Looking for 100 - 150 acres for lease in one of the above mentioned counties.


----------



## REDFOXJR (Dec 27, 2010)

Me to, think the odds may be against us though, I have approx 5 guys, that want to lease our own land. maybe interested in combining to broadin our search. You interested? We are very respectable hunters. Lookin to hunt deer,turkey, and hogs if available.


----------



## GEORGIA BULLDOG MAN (Jan 14, 2011)

*Looking also*

I'M IN STOCKBRIDGE AND LOOKING FOR SOMETHING IN THOSE COUNTIES ALSO. IF ANYTHING COMES UP AND YOU NEED ANOTHER MEMBER, PM  ME ON HERE. I AM 58 YEARS OLD, DISABLED, WOULD HUNT MOSTLY DURING THE WEEK. I DO CAMP OUT ALOT, SO I WILL BE GOOD EYES TO HAVE AROUND.  MICHAEL        YOU CAN CALL ME ALSO   770-846-1133


----------



## trojan7794 (Jan 14, 2011)

Count me in. I live in Lamar County.
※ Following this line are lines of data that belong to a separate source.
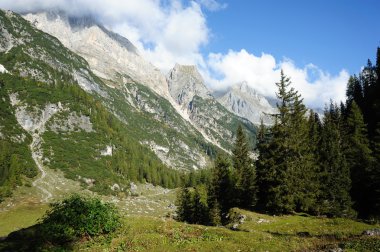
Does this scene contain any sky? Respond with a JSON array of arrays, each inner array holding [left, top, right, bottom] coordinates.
[[0, 0, 379, 107]]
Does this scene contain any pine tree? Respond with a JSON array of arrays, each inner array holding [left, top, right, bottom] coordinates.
[[345, 102, 373, 217], [208, 154, 233, 217], [232, 125, 257, 210], [175, 187, 194, 223], [192, 185, 209, 224], [371, 124, 380, 218], [257, 70, 317, 214], [318, 103, 354, 217]]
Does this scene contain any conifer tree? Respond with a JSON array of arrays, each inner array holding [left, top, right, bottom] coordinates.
[[192, 185, 209, 224], [345, 102, 373, 217], [175, 187, 194, 223], [371, 124, 380, 218], [318, 103, 354, 217], [208, 154, 233, 216], [257, 70, 317, 214], [232, 125, 257, 210]]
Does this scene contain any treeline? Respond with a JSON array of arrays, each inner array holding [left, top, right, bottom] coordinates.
[[176, 48, 380, 224]]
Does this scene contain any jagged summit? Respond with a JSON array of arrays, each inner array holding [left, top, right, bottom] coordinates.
[[217, 81, 277, 125], [23, 11, 169, 98], [167, 64, 212, 108]]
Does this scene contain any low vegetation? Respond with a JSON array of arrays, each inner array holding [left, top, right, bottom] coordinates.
[[1, 198, 379, 251]]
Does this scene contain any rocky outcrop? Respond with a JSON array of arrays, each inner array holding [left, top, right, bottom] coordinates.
[[23, 11, 171, 100], [217, 82, 277, 125], [167, 64, 212, 110]]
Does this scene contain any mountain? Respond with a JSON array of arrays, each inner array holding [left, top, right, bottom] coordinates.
[[19, 11, 225, 170], [23, 11, 170, 99], [0, 9, 259, 203], [217, 82, 277, 125], [167, 64, 257, 150], [22, 10, 258, 162], [0, 10, 187, 201]]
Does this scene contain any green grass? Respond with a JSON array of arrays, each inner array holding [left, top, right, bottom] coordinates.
[[1, 206, 379, 251], [0, 203, 48, 237]]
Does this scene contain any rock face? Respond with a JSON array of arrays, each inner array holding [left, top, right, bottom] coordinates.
[[168, 64, 212, 110], [217, 82, 277, 125], [167, 64, 256, 151], [23, 11, 171, 99]]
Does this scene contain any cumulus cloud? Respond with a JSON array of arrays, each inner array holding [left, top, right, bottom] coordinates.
[[0, 0, 349, 107], [206, 49, 349, 107], [0, 0, 209, 72]]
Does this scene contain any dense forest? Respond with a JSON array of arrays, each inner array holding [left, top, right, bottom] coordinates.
[[177, 48, 380, 224]]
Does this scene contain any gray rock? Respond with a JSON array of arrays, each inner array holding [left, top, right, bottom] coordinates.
[[362, 228, 380, 236]]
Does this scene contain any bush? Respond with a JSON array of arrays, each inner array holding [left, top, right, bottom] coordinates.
[[39, 194, 120, 243]]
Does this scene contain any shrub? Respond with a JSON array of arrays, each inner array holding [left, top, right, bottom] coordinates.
[[39, 194, 120, 243]]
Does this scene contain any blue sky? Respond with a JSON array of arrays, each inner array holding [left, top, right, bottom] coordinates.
[[203, 0, 380, 75], [1, 0, 379, 106]]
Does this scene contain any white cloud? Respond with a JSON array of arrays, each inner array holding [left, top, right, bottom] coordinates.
[[0, 0, 349, 107], [196, 0, 227, 11], [0, 0, 209, 72], [206, 49, 349, 107]]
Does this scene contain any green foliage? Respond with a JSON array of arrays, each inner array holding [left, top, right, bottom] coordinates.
[[345, 101, 374, 217], [0, 74, 186, 193], [39, 194, 120, 243], [232, 125, 257, 210], [208, 154, 234, 215], [257, 70, 318, 214], [317, 103, 354, 217], [0, 79, 37, 201], [343, 48, 380, 219]]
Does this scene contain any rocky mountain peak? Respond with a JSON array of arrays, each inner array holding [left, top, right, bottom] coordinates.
[[217, 82, 277, 125], [23, 11, 170, 99], [167, 64, 212, 107]]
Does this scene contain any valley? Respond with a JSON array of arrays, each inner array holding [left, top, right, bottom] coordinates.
[[0, 5, 379, 252]]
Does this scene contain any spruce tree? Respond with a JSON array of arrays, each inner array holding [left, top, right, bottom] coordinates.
[[208, 154, 233, 217], [192, 185, 209, 224], [257, 70, 317, 214], [371, 124, 380, 218], [175, 187, 194, 223], [345, 101, 373, 217], [318, 103, 354, 217], [232, 125, 257, 210]]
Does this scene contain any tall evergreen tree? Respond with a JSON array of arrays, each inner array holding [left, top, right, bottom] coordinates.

I am looking to find something too


----------



## Faithrider (Feb 7, 2011)

I live in pike co. and I am looking for a place to run rabbits and hunt deer. Let me know if you find something I will keep looking also, send me a p.m. if you need more info!


----------



## REDFOXJR (Feb 13, 2011)

If I can round up the land, i will let u guys know.


----------



## AbnormalEKG (Feb 14, 2011)

I live in Lamar. I could use a good place for deer.


----------